Мелькали лица. Кто-то что-то пытался до меня донести, как в тумане, пробиваются сквозь вату чье-то голоса, не разобрать.
- Подпиши, - настойчивый голос.
Шурик впихивает в мои непослушные пальцы ручку. Я чиркаю.
- Леля, ты бы поела чего, - еще звуки из-за его спины.
- Ага, поем, - слышу со стороны свой голос. - Сюда принеси.
Татьяна ставит передо мной суп, бутерброды, сок.
- Водки еще, - командую я.
Шурик, стоя у стены, разрешающе кивает, комментируя:
- Водка, водка, огуречик - вот и спился человечек.
Беззлобно отвечаю:
- Алкоголь в малых дозах безвреден в любых количествах, - и хмуро добавляю, - исчезни.
Поймала на себе тревожный взгляд. Мой самый близкий друг, самый близкий и верный, который когда-либо у меня был, одарил меня грустной улыбкой и вышел. Отсутствие каких либо эмоций
Взяла бутылку, стакан и пошла в ванную. Хотелось забыться без снов. Без этих кошмарных снов, которые пришли на смену забвению. Риз... Его улыбка, теплый ободряющий взгляд, горячие губы, жаркие объятия. Надежный, твердый, как скала. А я его предала. Он думает, что предала. Будет думать всегда. Потому что его нет, его больше нет. И меня нет.
Кровь, куски тел, обрывки одежды, искореженный металл, вот, что преследовало меня в забытье. Я не знала, как от этого избавиться. Но знала, как соединиться с Ризом.

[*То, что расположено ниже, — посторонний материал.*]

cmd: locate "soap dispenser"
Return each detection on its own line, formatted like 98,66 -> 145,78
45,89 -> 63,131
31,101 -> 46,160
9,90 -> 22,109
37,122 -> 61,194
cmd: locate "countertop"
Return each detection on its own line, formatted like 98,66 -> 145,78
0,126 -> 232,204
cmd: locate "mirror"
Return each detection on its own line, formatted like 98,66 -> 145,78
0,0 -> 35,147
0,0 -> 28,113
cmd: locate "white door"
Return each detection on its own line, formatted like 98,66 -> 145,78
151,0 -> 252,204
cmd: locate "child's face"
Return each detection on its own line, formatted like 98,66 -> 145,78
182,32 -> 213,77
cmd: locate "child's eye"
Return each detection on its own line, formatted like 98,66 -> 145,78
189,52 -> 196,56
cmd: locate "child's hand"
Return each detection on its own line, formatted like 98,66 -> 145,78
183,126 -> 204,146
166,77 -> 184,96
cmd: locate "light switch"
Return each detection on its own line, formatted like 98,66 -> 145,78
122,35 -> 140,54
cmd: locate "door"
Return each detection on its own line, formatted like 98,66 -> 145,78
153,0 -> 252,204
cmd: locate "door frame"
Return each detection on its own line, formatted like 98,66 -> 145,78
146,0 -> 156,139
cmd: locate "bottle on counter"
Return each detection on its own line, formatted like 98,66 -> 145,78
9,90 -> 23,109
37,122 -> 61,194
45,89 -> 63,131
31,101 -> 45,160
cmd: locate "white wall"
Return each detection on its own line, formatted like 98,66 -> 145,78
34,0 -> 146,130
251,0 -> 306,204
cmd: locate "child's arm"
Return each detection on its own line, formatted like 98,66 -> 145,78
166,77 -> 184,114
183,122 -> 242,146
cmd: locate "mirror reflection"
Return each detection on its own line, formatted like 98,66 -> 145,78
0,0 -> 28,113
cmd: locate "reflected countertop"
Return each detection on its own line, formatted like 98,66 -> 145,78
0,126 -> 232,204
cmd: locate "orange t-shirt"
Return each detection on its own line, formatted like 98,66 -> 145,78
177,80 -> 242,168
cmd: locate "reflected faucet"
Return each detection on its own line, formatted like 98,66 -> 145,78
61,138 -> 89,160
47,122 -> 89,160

Осколки бутылки, брошенной в ванну, заискрились в свете лампы на эмалированной поверхности. Я подняла один из них. И посмотрела на запястье. Одно движение, и мы будем вместе.
- Кретинка, - услышала я голос Шурика за спиной и торопливо занесла руку.
Он схватил меня за кисть и вывернул ее так, что я завопила от боли, выронив осколок.
- Все. Лимит доверия исчерпан, - запыхтел Саня мне в ухо. - Ныне ты на нелегальном положении.
Нелегальное положение определялось тем, что у моей постели постоянно кто-то дежурил, кормили с ложечки, пугая уколами. Стоит отметить, что после третьей-четвертой у меня начинались желудочные спазмы. Все без толку. Желудок отвергал пищу, организм отказывался существовать. Ни укоры, ни доводы, ни плачь сына, не могли вырвать меня из летаргии. Меня уже не было. Не было желания есть, пить, говорить, открывать глаза для того, чтобы смотреть на этот ужасный мир, не было желания дышать. И жить... Жить тоже не хотелось. Зачем они пытаются продлить эту агонию?